= Ymyrgar =

Pagan metal band in Tunisia

Ymyrgar is a pagan/folk metal band from Tunisia, founded in 2012 as the first folk metal band in Africa. Their name is inspired by the primordial giant Ymir who is the ancestor of all Jötnar according to the poetic and prose Edda.

== Foundation ==
Founded in 2012, Ymyrgar is the original idea of the band's Tin whistler Rami Khezami. The band started off as a group of friends enjoying a musical activity together while they were still in high school.
In 2014, the band released its debut full-length album “The Tale as far” and in 2015 they performed in Tunisia and Germany. The band is independent and did not sign with any Record label.

== Characteristics ==
The band mixes several music genres like Nordic folk and Metal music.

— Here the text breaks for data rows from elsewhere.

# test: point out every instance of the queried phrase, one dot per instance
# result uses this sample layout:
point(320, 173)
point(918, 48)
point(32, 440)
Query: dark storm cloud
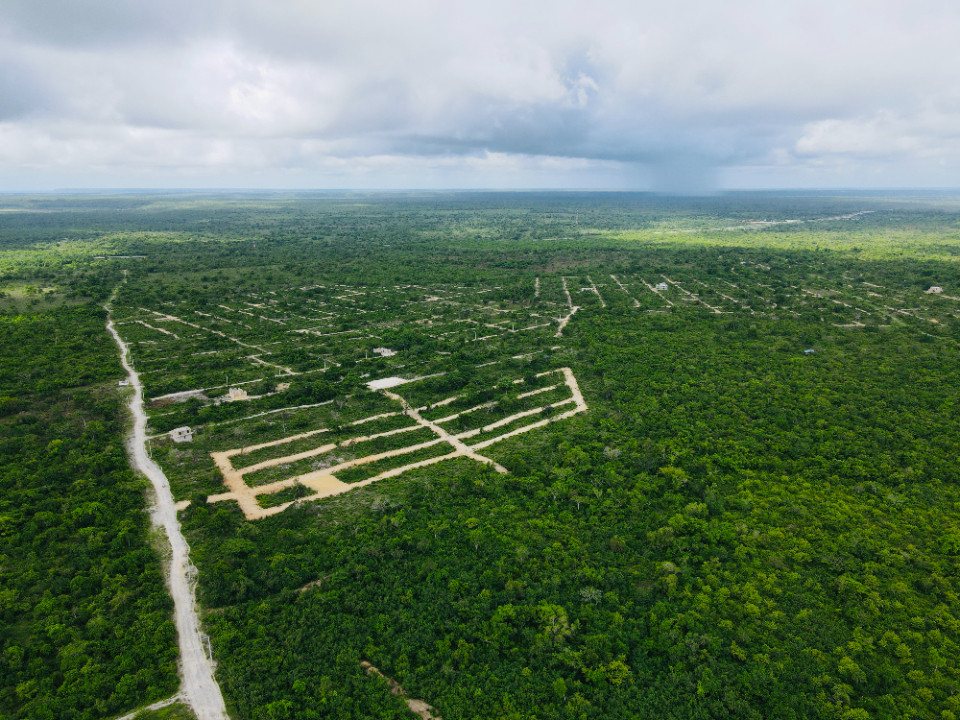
point(569, 93)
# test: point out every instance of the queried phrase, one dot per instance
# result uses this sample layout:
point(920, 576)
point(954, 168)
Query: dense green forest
point(753, 514)
point(86, 618)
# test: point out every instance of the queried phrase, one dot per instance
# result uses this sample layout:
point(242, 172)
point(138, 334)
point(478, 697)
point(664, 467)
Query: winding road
point(199, 689)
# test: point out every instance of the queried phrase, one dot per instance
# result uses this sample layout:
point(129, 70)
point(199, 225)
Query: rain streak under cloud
point(672, 96)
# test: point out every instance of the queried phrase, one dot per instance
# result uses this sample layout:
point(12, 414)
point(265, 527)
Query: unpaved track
point(198, 686)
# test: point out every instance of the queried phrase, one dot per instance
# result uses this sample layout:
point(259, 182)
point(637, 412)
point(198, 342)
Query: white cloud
point(249, 89)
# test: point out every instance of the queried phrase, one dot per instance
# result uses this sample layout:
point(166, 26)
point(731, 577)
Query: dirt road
point(198, 686)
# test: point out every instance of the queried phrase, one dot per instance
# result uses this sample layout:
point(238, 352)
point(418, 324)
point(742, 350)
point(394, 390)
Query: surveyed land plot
point(320, 471)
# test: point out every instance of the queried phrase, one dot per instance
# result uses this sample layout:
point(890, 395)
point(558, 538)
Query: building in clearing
point(184, 434)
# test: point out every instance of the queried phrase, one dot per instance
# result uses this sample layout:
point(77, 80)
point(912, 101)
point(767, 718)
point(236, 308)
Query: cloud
point(615, 92)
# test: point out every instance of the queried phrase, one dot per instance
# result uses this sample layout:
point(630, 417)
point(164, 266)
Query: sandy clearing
point(155, 706)
point(636, 303)
point(443, 434)
point(152, 327)
point(324, 483)
point(174, 318)
point(283, 370)
point(426, 712)
point(596, 292)
point(718, 311)
point(656, 292)
point(198, 685)
point(566, 291)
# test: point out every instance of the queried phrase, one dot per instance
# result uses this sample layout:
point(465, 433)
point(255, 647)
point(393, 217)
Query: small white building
point(234, 394)
point(184, 434)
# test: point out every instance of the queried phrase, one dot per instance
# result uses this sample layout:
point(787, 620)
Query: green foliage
point(734, 529)
point(88, 627)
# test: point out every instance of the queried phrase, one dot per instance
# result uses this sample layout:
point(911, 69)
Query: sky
point(686, 96)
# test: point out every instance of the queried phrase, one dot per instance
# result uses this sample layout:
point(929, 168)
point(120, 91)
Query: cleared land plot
point(337, 467)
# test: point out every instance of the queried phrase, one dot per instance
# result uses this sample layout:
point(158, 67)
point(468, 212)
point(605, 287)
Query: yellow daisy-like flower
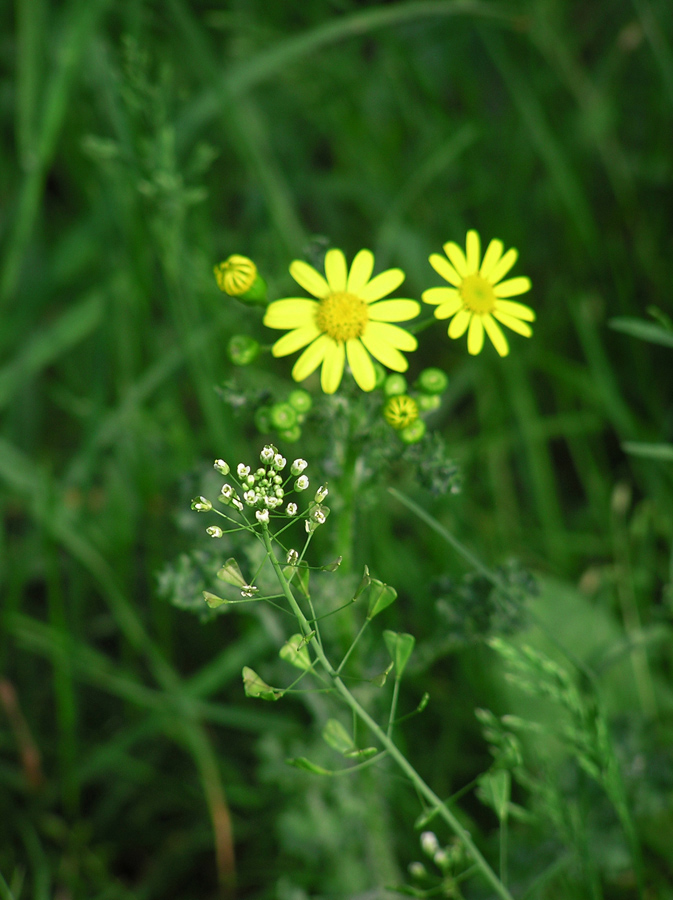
point(348, 320)
point(479, 296)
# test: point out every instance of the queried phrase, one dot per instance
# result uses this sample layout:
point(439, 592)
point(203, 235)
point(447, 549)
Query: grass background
point(140, 144)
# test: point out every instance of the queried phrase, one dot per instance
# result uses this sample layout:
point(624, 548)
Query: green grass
point(142, 143)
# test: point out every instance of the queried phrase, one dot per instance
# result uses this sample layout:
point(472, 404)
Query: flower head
point(478, 295)
point(348, 320)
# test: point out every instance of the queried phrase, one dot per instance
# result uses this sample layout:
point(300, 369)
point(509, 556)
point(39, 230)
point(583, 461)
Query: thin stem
point(383, 738)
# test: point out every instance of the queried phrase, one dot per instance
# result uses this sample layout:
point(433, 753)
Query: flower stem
point(382, 737)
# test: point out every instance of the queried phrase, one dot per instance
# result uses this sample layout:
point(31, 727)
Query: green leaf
point(495, 791)
point(231, 573)
point(300, 762)
point(400, 647)
point(643, 330)
point(649, 451)
point(295, 651)
point(337, 737)
point(255, 686)
point(380, 680)
point(380, 596)
point(213, 600)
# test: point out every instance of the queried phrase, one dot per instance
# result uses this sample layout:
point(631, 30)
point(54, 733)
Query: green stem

They incorporate the tin whistle and fiddle while creating their music along with more regular instruments like guitars and drums.
The band is largely influenced by Norse Mythology, their songs revolve around Ragnarök, Cosmology and the war between the Æsir and Vanir.

== Members ==
The band is composed of seven members:
- Rami Khezami (Tin/Low Whistle) founder
- Belhassen Dahmen (Fiddle)
- Habib Rekik (Lead Vocal)
- Hakim Fezzani (Guitar)
- Mohamed Sléma (Guitar)
- Ahmed Zaier (Bass)
- Nader Ben Hadj Salem (Drums)

== Discography ==
Ymyrgar recorded a demo in 2013 but their first full-length album “The Tale as far” was produced by the band itself in 2014 and it included 7 songs:
1. Einu sinni var
2. Dawn of Time
3. Ode to Mighty Deeds
4. Hall of the Slain
5. The Last Sip
6. Under the Sign of the Path
7. Echoes of a Fallen Era

== Shows ==
Ymyrgar planned a tour in Europe with Asgaardian events for August 2017. The band toured Germany, Poland, Switzerland, Austria, Slovakia, Hungary and the Czech Republic with Bucovina and Lagerstein.